Uzm. Dr. Özgür Ocak, AA muhabirine yaptığı açıklamada, sağlık çalışanları olarak Kovid-19 hastalığı ile hem bedensel hem de zihinsel mücadele içinde olduklarını söyledi.
Vaka sayılarının yüksek olduğu dönemlerde bir yandan hastalara yardımcı olmak bir yandan da hastalıkla mücadele etmek zorunda kaldığını anlatan Ocak, geçen yıl nisan ayında yüksek ateş, nefes darlığı ve halsizlik gibi belirtiler üzerine yapılan testinin pozitif çıktığını dile getirdi.

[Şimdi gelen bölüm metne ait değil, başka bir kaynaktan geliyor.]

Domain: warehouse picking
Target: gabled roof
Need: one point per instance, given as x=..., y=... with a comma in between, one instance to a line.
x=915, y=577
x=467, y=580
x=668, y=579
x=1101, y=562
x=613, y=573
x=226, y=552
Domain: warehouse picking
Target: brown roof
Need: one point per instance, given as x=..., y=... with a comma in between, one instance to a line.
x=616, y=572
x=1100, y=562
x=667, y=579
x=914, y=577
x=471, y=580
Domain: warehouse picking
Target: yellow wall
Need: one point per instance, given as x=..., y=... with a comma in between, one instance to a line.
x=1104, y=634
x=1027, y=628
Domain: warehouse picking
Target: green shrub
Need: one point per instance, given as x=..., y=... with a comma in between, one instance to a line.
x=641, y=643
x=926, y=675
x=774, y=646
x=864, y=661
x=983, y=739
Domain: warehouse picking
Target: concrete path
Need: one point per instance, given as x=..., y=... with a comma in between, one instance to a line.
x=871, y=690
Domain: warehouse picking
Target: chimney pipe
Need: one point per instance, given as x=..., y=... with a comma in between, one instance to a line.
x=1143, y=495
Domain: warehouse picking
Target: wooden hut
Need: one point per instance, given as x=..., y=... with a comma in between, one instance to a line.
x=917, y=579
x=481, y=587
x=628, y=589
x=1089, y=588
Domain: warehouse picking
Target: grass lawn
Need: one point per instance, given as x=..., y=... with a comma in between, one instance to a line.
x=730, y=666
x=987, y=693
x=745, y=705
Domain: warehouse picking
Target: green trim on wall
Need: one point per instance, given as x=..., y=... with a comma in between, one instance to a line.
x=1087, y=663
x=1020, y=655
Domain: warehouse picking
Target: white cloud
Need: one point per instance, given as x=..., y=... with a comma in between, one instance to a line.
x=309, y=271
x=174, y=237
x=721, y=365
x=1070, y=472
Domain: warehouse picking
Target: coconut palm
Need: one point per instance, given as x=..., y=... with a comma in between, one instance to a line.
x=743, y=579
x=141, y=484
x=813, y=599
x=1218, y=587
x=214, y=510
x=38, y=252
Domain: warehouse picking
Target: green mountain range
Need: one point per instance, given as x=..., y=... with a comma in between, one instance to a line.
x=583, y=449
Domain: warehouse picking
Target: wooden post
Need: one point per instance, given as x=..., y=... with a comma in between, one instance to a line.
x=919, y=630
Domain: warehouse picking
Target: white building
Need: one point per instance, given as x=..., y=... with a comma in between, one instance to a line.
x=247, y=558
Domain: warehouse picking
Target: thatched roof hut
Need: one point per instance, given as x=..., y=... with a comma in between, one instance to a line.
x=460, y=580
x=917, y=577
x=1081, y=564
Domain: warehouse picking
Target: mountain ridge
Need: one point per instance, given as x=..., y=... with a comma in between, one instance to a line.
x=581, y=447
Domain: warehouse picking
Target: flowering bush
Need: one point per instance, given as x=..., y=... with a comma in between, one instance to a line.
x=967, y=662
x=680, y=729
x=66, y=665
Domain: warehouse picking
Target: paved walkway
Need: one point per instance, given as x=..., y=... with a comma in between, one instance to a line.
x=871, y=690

İlk Kovid-19 hikayesinin böylelikle başladığını dile getiren Ocak, "İlk öyküm normal geçti. Bazı belirtiler oldu ancak ayakta atlatmayı başardım ancak ikinci öyküm hiç kolay olmadı." dedi.
"Yoğun bakım sınırından dönmem benim için bir şanstı"
O süreçte bir hafta hastanede yattığını anlatan Ocak, şöyle devam etti:
"Bırakın bir yere gitmeyi, yemek yerken dahi nefes nefese kaldığım oldu. Yoğun bakım sınırından döndüm, bu benim için bir şanstı ama mesleğimi ancak 40 gün sonra yapabilmeye başladım. Şunu söylemek isterim ki hastalık sürecinde Kanuni Sultan Süleyman'ın, 'Halk içinde muteber bir nesne yok devlet gibi, olmaya devlet cihanda bir nefes sıhhat gibi' sözünün ne kadar anlamlı olduğunun farkına vardım. İstiyoruz ki insanlarımız bu sözün kıymetini hastalığa yakalanmadan anlasın. Bizim sağlıkçılar olarak tek isteğimiz, insanlarımız hasta olmasın. Sevdiklerinden bu virüs nedeniyle kopmasınlar."
"Nefes alabilmek çok değerli bir şey"
İnsanların nefes alabilmenin değerini çok iyi bilmeleri gerektiğine işaret eden Ocak, sözlerini şöyle tamamladı:
"İnsanlarımız lütfen dikkat etsinler. Nefes alabilmek çok değerli bir şey. Maalesef bunu başımıza geldiği zaman fark ediyoruz. Maske, mesafe bilinci bayağı insanlarda oturdu. Bir araya gelmeyelim, inşallah hep birlikte bu hastalığın üstesinden geleceğiz. İnsanlarımız hastalığa yakalanmayarak hem bizlere yardımcı olsun hem de kendi sağlıklarından olmasınlar. Emin olsunlar ki hastalık süreci hiç kolay değil. Bunu yaşamış bir hekim olarak rahatlıkla söyleyebilirim."